Fraudsters began to transfer money from banking applications to third-party accounts, making copies of SIM cards by phone number. This follows from a message received by RBC from the manufacturer of ESET antivirus software.
ESET has described the actions of the scammers step by step. It all starts with creating a fake social media account or buying an account that a real user rarely uses. At the second stage, cybercriminals use an advertising account and search on Facebook and Instagram to look for victims – entrepreneurs and business owners.
Further, the scammers try to find out the phone number, for example, by writing on behalf of some girl. “She often lives in another city, but has little in common with the object of deception (she graduated from the same university, their hobbies coincide, etc.).

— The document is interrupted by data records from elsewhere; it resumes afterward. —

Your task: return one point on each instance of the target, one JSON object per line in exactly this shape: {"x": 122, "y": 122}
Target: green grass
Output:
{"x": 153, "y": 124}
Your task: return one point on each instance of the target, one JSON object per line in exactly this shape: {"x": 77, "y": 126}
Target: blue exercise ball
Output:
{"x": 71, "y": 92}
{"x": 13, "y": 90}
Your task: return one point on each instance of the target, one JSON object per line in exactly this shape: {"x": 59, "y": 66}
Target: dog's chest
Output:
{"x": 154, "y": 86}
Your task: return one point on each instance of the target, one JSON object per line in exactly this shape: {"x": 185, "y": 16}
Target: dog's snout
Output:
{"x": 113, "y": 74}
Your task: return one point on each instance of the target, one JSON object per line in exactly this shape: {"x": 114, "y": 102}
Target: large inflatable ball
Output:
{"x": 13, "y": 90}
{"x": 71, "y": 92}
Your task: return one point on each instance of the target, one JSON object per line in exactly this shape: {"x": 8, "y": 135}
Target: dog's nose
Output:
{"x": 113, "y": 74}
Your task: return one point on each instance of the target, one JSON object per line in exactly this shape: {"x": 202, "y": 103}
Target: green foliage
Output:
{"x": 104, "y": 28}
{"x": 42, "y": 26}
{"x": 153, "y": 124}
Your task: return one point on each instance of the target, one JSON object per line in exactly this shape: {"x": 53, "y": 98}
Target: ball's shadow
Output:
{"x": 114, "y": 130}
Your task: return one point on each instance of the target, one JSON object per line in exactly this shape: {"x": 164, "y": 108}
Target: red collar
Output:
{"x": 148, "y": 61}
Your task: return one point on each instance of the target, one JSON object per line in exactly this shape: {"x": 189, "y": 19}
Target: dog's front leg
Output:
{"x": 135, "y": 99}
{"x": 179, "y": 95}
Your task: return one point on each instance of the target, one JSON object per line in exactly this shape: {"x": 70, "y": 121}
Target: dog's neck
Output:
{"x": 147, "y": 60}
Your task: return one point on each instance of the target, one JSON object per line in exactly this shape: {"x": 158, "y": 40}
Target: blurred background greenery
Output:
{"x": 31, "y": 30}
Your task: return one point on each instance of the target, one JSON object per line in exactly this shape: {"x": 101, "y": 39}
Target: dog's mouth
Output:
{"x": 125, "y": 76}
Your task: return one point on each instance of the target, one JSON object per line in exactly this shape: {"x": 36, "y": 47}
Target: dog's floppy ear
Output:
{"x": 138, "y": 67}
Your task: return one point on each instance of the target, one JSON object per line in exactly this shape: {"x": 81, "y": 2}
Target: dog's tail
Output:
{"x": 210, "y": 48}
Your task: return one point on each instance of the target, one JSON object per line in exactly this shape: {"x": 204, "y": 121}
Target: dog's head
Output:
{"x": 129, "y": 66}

Further, the fraudster under the account of a friendly interlocutor tries to find out the phone number of the person who entered the correspondence, ”- says ESET. One of the options could be to transfer the communication to WhatsApp, where the phone number is always visible.
Having found out the phone number, the attackers make a fake power of attorney to receive a duplicate SIM card. In this case, most often the application is submitted at a small branch of a mobile operator in the other end of the country or time zone. As a result, the scammers call the bank, to whose card the phone number is attached, and try to recover the password from the banking application, in which they then transfer money to another account.

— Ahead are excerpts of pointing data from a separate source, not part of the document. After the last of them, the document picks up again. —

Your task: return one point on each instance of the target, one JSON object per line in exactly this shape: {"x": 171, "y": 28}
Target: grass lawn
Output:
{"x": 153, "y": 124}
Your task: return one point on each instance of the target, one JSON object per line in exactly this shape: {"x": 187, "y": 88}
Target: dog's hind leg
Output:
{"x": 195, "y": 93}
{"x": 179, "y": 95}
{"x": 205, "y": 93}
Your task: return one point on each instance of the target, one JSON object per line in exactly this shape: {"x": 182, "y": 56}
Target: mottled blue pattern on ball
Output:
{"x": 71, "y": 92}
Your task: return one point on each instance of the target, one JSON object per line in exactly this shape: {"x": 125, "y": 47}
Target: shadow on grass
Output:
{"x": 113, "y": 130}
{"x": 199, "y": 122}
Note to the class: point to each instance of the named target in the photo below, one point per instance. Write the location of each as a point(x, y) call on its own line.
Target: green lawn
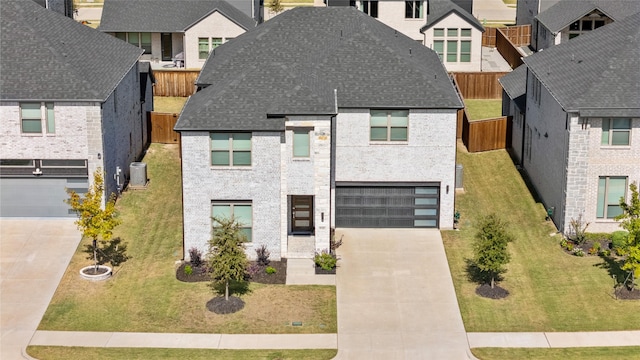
point(168, 104)
point(600, 353)
point(144, 295)
point(79, 353)
point(478, 109)
point(549, 290)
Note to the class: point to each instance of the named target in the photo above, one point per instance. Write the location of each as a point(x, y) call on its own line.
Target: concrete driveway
point(34, 254)
point(396, 298)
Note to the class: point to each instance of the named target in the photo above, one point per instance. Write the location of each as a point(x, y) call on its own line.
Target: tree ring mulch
point(623, 293)
point(497, 292)
point(221, 306)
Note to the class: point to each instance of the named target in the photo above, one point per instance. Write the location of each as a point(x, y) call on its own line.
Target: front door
point(302, 214)
point(167, 47)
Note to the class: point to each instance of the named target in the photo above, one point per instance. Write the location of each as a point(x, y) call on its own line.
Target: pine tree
point(227, 259)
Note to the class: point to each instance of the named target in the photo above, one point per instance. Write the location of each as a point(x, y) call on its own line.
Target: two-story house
point(344, 122)
point(579, 142)
point(180, 32)
point(70, 102)
point(568, 19)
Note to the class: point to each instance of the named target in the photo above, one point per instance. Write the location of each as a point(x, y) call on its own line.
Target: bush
point(325, 260)
point(262, 254)
point(196, 256)
point(188, 270)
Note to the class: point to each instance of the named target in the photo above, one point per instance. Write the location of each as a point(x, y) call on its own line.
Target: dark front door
point(302, 214)
point(166, 47)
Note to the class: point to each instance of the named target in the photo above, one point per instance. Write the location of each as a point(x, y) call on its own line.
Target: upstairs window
point(616, 132)
point(389, 125)
point(413, 9)
point(230, 149)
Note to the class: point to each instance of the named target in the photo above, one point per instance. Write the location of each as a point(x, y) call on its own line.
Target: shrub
point(196, 256)
point(262, 254)
point(325, 260)
point(188, 270)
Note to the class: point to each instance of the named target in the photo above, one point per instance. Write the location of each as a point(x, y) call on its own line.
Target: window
point(610, 190)
point(369, 7)
point(141, 40)
point(301, 144)
point(616, 132)
point(458, 43)
point(231, 149)
point(31, 115)
point(389, 125)
point(413, 9)
point(240, 211)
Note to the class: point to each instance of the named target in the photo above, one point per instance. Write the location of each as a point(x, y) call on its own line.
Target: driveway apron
point(34, 253)
point(396, 298)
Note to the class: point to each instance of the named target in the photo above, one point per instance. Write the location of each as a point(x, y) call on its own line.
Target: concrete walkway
point(396, 298)
point(34, 254)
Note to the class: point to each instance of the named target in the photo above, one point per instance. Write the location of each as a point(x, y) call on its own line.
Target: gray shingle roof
point(292, 63)
point(439, 9)
point(598, 73)
point(165, 15)
point(46, 56)
point(562, 14)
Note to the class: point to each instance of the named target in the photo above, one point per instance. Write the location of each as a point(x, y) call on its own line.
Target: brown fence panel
point(484, 135)
point(161, 125)
point(479, 85)
point(175, 82)
point(508, 50)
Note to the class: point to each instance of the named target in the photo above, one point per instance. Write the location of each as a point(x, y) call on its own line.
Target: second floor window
point(389, 125)
point(616, 132)
point(230, 149)
point(413, 9)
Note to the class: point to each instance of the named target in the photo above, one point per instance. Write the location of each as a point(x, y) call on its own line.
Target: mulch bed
point(496, 292)
point(623, 293)
point(259, 274)
point(219, 305)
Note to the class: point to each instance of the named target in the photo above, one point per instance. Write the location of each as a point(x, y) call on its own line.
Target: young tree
point(490, 247)
point(275, 6)
point(94, 220)
point(227, 258)
point(630, 221)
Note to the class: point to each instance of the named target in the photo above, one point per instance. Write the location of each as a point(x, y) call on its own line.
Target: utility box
point(138, 172)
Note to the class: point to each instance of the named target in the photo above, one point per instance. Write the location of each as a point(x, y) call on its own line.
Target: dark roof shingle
point(272, 70)
point(596, 73)
point(165, 15)
point(46, 56)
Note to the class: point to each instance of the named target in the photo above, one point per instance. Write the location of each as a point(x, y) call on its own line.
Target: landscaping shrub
point(196, 256)
point(262, 254)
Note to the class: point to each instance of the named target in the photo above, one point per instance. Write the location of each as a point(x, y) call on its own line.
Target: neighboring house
point(64, 7)
point(455, 35)
point(581, 133)
point(344, 123)
point(168, 30)
point(70, 102)
point(568, 19)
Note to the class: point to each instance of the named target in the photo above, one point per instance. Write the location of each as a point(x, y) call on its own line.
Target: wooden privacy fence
point(484, 135)
point(479, 85)
point(179, 83)
point(161, 125)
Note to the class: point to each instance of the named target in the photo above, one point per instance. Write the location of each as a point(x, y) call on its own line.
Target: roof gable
point(46, 56)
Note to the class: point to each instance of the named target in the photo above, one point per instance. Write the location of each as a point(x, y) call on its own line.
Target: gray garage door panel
point(387, 206)
point(38, 197)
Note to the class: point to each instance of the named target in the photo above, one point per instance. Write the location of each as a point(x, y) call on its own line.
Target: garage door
point(387, 206)
point(38, 197)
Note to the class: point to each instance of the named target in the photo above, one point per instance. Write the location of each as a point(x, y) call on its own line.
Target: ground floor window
point(610, 190)
point(241, 211)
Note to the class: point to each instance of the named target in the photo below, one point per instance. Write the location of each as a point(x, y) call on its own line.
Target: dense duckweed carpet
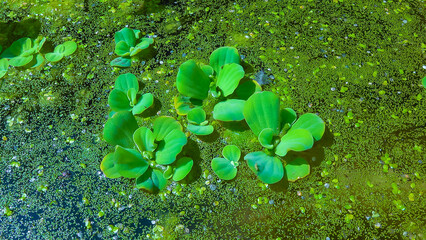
point(359, 65)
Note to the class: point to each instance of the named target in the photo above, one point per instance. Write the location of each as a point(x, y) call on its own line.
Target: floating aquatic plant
point(144, 154)
point(197, 122)
point(60, 51)
point(226, 168)
point(279, 132)
point(128, 45)
point(125, 95)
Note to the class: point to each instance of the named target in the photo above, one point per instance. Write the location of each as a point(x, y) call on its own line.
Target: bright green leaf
point(191, 81)
point(296, 140)
point(269, 169)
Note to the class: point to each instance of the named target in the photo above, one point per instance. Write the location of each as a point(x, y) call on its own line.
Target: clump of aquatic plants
point(197, 123)
point(221, 78)
point(129, 46)
point(26, 53)
point(279, 132)
point(145, 155)
point(226, 167)
point(126, 97)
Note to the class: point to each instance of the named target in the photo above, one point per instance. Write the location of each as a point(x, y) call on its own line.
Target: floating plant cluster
point(150, 156)
point(27, 53)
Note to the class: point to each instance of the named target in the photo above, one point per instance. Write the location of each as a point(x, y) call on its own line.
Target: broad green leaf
point(119, 129)
point(118, 101)
point(144, 139)
point(231, 153)
point(53, 57)
point(59, 49)
point(109, 166)
point(121, 62)
point(311, 122)
point(70, 47)
point(266, 138)
point(224, 168)
point(130, 163)
point(183, 167)
point(170, 147)
point(124, 82)
point(297, 169)
point(168, 173)
point(247, 88)
point(222, 56)
point(19, 48)
point(20, 61)
point(38, 43)
point(229, 77)
point(163, 126)
point(262, 111)
point(229, 110)
point(4, 65)
point(196, 116)
point(145, 101)
point(207, 69)
point(152, 181)
point(191, 81)
point(296, 140)
point(200, 130)
point(269, 169)
point(127, 35)
point(37, 60)
point(122, 49)
point(288, 115)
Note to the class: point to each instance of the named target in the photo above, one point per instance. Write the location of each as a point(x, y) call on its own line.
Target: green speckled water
point(359, 65)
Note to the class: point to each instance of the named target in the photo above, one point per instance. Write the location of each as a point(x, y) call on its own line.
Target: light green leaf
point(127, 35)
point(231, 153)
point(54, 57)
point(229, 77)
point(191, 81)
point(119, 129)
point(229, 110)
point(183, 167)
point(145, 101)
point(262, 111)
point(165, 125)
point(130, 163)
point(269, 169)
point(4, 65)
point(311, 122)
point(296, 140)
point(200, 130)
point(144, 139)
point(266, 138)
point(297, 169)
point(170, 147)
point(121, 62)
point(118, 101)
point(222, 56)
point(70, 47)
point(20, 61)
point(196, 116)
point(224, 168)
point(151, 181)
point(122, 49)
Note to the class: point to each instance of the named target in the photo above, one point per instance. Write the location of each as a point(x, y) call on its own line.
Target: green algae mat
point(266, 119)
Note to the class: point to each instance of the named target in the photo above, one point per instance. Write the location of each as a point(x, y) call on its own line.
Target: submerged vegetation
point(358, 66)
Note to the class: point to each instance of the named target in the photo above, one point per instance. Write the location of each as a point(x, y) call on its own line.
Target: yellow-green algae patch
point(357, 65)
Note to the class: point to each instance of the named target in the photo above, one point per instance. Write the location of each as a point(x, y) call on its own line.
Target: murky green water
point(357, 64)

Earlier, Sberbank warned how fraudsters steal money through instant messengers under the guise of raffles of cash prizes. Initially, the competition is announced on the Internet, and then those who subscribed to the newsletter are offered to choose a messenger where a phishing link appears with a “prize” size, for example, from $ 50 to $ 5 thousand.
Following this link, the user goes to a chat with the “administrator” of the drawing, who asks to pay a commission in order to convert the winnings into rubles. Thus, attackers deceive the card number, name, expiration date and three-digit CVC code.